Parish Churches

Although a Church is far more than just a set of buildings, it still provides a focus for the life of its congregation and it is appropriate to give below a brief survey of the Churches in our Parish. You will find a lot more detail of what goes on there and in the homes and lives of the parishioners in the pages of this Website.

imageThe Church of St. Mary the Virgin is located in the heart of the large village of Wargrave on Thames, and is beautifully situated beside Mill Green. It is the oldest (parts dating back to the 12th Century) and biggest of the three Churches in the Parish. The Parish Office occupies space in the vestry on its north side, and the Vicar lives close by. There are two services each Sunday. Close by is The Hannen Room, administered by the Parish,  where both Church and Village hold meetings of up to about 40 people. Plans are well advanced for the construction of an Annexe to act as a Church Centre. Wargrave is also the focus for a programme of activities for children and young people. There are four Church Schools in Wargrave. 

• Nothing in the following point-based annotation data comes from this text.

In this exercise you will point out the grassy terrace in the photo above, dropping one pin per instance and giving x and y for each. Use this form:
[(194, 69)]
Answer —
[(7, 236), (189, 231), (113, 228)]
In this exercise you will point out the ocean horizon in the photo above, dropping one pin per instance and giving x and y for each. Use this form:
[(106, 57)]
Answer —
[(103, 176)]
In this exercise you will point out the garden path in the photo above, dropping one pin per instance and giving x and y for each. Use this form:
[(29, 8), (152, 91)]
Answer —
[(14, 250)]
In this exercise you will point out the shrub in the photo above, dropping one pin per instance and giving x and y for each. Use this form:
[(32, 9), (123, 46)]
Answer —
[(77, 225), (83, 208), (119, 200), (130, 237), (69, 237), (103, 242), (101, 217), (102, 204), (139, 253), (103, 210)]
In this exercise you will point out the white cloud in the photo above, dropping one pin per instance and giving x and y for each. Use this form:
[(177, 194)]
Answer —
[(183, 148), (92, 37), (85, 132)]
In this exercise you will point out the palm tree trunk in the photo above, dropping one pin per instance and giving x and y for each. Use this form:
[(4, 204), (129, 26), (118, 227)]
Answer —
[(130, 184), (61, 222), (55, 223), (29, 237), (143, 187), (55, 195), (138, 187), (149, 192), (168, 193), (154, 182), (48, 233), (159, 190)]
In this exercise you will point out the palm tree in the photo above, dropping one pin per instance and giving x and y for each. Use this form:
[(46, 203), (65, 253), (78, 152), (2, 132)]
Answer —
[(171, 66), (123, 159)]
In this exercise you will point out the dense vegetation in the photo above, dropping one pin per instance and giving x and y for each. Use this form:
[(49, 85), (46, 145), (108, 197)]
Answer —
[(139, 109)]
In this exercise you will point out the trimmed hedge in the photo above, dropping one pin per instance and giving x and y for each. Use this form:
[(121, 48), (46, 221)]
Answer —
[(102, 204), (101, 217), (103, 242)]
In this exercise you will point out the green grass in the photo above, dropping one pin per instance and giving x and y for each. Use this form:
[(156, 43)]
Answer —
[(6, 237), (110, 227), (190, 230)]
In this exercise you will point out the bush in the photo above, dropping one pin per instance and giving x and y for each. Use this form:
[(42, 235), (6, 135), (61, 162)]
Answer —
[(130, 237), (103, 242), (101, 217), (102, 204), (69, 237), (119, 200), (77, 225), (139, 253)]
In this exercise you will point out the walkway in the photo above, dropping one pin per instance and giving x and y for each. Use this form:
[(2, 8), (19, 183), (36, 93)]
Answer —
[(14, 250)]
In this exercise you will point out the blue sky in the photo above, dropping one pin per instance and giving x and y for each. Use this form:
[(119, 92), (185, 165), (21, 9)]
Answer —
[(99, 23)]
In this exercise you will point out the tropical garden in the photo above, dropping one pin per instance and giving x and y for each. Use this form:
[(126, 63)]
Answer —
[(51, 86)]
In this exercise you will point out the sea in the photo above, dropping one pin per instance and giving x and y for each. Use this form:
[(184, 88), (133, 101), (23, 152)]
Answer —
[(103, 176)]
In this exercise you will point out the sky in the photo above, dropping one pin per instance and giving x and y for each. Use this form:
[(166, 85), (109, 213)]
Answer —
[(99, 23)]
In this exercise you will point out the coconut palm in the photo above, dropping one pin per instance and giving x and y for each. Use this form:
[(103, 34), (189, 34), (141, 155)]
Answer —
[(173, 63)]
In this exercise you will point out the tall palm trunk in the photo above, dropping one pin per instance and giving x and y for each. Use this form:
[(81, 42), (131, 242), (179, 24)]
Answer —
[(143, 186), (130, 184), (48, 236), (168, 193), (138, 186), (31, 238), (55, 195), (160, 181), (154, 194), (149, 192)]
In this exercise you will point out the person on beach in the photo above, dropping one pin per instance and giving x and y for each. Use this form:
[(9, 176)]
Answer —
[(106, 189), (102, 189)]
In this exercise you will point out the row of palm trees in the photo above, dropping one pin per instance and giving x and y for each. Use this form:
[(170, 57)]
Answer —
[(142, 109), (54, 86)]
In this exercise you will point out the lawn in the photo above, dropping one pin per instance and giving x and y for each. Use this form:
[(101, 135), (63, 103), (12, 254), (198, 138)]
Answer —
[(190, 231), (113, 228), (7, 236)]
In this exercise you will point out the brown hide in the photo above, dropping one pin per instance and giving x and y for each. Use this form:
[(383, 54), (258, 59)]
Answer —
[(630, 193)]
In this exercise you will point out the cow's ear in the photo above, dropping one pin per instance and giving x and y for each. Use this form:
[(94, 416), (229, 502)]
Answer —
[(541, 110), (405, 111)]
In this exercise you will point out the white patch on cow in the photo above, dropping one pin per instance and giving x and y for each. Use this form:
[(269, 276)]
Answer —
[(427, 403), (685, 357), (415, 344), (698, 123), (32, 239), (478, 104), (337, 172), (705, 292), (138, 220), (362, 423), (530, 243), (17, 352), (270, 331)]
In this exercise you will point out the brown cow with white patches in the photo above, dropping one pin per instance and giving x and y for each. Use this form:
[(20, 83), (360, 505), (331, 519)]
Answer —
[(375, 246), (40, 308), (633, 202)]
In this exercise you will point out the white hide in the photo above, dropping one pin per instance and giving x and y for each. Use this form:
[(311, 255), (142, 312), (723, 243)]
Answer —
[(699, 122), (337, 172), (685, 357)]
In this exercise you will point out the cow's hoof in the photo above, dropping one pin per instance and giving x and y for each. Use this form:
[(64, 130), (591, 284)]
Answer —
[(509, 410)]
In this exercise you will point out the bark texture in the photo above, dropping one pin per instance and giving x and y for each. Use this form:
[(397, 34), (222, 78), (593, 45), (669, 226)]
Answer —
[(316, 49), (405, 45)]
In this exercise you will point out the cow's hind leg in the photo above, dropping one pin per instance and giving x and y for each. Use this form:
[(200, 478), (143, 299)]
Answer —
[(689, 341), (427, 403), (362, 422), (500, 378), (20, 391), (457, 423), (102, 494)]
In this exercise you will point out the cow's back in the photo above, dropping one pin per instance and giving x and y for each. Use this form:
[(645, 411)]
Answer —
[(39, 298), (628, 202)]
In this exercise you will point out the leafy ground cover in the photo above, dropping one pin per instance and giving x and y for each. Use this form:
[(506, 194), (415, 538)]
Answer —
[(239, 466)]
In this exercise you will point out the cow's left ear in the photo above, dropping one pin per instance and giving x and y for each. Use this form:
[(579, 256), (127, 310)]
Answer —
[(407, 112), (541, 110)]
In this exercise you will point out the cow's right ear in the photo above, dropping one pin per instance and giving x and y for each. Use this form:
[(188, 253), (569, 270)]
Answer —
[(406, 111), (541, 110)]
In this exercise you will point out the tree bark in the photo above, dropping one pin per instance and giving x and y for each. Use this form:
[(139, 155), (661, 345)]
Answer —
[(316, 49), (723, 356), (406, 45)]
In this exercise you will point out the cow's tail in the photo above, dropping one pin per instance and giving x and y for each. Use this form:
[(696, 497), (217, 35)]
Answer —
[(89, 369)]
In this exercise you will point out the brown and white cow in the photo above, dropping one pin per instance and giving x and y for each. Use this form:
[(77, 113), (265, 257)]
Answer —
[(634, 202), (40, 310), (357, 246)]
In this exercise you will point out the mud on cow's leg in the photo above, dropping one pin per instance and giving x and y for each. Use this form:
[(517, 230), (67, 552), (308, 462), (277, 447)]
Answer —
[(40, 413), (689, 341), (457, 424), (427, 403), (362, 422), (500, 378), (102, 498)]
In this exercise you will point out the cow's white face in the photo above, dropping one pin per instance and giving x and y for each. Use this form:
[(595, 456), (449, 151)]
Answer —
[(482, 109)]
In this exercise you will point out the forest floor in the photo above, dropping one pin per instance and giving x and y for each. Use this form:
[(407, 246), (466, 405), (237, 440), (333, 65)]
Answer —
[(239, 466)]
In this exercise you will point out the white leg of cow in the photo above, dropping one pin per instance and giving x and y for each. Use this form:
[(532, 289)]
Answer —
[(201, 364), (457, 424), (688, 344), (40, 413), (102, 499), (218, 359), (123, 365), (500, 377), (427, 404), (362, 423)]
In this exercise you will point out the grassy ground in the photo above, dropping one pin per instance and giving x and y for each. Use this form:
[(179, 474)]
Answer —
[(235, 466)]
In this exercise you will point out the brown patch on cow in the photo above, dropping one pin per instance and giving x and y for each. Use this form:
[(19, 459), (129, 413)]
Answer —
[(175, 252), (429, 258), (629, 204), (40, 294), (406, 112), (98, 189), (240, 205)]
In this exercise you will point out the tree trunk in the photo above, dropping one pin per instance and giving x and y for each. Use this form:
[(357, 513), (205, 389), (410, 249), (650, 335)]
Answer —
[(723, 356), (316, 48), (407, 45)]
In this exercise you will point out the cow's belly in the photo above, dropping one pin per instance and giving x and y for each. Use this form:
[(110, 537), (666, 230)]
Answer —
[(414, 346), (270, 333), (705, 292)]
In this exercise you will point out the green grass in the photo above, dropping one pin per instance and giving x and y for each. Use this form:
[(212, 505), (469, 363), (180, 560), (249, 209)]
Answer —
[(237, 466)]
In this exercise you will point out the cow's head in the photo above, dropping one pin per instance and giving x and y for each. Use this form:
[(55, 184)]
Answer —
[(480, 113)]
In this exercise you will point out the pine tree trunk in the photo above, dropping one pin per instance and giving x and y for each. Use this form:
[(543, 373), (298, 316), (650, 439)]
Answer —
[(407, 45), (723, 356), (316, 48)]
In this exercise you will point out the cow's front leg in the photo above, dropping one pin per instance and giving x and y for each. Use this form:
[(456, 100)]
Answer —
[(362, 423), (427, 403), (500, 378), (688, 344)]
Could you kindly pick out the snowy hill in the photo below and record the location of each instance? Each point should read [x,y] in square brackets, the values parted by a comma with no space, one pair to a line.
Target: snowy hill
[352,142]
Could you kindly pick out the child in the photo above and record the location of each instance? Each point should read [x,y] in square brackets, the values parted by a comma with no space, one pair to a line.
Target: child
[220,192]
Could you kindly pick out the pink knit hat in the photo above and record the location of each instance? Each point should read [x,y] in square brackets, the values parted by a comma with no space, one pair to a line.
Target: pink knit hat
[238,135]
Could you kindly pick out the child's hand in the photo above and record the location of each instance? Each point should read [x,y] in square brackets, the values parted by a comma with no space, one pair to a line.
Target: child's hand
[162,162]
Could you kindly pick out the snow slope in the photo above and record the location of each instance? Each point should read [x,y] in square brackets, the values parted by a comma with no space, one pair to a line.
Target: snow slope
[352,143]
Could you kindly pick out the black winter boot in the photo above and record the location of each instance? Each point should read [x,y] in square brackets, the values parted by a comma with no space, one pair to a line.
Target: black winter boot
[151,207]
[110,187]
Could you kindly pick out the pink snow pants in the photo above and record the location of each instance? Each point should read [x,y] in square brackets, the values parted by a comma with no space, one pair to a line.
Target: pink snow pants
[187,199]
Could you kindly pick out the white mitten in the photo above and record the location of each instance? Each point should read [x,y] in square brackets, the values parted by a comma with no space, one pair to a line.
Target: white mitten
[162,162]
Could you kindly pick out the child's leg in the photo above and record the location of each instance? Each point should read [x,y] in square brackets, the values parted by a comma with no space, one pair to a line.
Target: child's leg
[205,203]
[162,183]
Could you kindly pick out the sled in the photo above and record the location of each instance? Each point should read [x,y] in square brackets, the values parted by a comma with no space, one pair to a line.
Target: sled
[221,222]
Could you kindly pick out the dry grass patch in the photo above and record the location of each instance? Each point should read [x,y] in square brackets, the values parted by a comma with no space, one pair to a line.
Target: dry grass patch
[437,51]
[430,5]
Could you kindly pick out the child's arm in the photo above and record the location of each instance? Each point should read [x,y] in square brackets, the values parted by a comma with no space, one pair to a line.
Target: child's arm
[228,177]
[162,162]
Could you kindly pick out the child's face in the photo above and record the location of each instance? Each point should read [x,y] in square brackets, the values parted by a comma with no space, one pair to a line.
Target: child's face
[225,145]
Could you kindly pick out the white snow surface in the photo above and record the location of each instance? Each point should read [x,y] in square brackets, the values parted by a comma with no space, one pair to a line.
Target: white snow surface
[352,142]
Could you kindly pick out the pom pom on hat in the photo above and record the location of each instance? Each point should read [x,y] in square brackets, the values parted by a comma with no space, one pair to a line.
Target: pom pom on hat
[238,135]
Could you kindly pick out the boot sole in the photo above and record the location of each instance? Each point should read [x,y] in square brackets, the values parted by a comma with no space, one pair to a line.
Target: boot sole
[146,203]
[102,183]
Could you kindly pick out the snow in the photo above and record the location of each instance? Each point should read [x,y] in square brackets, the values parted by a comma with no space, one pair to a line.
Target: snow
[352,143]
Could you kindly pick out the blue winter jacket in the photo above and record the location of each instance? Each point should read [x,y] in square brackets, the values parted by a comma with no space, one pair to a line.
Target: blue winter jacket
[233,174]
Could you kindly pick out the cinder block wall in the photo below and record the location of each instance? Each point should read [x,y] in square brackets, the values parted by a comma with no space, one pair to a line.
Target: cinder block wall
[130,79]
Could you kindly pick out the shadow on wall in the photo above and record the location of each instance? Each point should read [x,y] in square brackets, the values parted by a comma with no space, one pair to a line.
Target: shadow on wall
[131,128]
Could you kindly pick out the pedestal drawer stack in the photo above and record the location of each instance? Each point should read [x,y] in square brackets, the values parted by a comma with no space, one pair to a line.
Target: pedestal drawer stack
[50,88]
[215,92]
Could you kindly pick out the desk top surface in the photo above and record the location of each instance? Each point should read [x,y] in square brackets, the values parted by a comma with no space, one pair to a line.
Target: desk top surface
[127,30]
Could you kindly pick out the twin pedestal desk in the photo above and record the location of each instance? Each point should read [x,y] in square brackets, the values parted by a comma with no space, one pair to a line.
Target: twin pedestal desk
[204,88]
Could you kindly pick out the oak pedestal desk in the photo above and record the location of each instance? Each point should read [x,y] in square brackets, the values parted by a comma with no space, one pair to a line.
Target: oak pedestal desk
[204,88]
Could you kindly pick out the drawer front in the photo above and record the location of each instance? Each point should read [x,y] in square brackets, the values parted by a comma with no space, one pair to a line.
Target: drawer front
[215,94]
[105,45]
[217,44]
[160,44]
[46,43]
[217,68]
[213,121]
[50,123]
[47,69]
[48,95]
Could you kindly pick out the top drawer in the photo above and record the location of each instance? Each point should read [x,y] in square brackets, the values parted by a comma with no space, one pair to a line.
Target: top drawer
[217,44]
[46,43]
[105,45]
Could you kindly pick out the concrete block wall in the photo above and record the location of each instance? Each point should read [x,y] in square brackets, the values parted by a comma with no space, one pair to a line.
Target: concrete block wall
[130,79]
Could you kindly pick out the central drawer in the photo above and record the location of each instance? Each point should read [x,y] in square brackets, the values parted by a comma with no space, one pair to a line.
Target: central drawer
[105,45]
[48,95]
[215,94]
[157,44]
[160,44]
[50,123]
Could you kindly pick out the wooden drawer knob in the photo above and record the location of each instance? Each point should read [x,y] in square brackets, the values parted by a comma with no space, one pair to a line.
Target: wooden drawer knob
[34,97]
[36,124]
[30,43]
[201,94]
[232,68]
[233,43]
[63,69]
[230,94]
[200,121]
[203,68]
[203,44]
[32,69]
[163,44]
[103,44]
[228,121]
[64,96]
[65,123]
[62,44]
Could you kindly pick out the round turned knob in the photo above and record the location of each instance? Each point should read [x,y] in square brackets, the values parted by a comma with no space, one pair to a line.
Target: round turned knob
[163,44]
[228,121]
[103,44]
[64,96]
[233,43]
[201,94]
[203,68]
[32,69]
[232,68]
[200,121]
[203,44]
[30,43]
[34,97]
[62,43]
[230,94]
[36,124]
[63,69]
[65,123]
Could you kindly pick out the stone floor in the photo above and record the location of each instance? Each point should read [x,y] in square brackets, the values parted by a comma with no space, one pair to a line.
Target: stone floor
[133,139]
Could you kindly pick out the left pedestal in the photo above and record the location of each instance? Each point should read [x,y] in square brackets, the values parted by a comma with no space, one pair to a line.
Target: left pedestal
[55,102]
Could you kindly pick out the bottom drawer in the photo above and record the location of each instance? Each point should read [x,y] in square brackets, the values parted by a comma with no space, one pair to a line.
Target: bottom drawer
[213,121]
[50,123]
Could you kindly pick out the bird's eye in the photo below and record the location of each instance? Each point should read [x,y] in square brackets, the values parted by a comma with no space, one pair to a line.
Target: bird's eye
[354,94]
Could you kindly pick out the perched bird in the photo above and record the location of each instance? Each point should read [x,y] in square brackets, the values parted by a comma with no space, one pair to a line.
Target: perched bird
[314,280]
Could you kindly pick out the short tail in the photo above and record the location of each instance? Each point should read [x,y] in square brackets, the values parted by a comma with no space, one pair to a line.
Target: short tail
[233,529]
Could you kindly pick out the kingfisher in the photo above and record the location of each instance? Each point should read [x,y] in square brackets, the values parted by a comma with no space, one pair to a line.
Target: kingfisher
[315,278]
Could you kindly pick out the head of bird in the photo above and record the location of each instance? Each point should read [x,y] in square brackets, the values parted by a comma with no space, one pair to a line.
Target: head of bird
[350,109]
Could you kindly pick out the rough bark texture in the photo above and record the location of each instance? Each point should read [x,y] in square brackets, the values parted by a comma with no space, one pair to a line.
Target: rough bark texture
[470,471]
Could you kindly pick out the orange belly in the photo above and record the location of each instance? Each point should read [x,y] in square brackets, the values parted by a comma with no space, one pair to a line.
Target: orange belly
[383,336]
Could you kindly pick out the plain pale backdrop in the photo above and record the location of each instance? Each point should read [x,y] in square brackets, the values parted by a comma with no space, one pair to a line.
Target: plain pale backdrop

imageThe Church of St. Peter is located beside the busy A4 "Bath Road" in the smaller village of Knowl Hill.  
A separate set of pages about the life and work of this Church and its companion MIssion Church at Warren Row can be found on the Knowl Hill pages

Also, though not part of the Church of England Parish, there are two Roman Catholic places of worship - Our Lady of Peace in Braybrooke Road was opened in 1963, and is supported by the Parish of St Thomas More in Twyford, and Mass is also celebrated in the Chapel of the Convent of St John in Kiln Green.
There were previously three other places of worship in the Parish, which no longer operate. Off the High Street in Wargrave was a Congregationalist Chapel, built in 1835, which closed in 1981. In Crazies Hill, the Village Hall was originally built to serve also as a Mission Church (and it still contains the paraphernalia of an altar etc behind folding doors). Its services were taken by the Wargrave clergy. A Church School flourishes nearby. In Hare Hatch, there used to be another "Tin Tabernacle" in Milley Lane, built by a local family who supported the work of a Lay Reader for many years.  A separate Village Hall was built in Tag Lane, which also was used as a Mission Church for a while after the Tin Tab was demolished.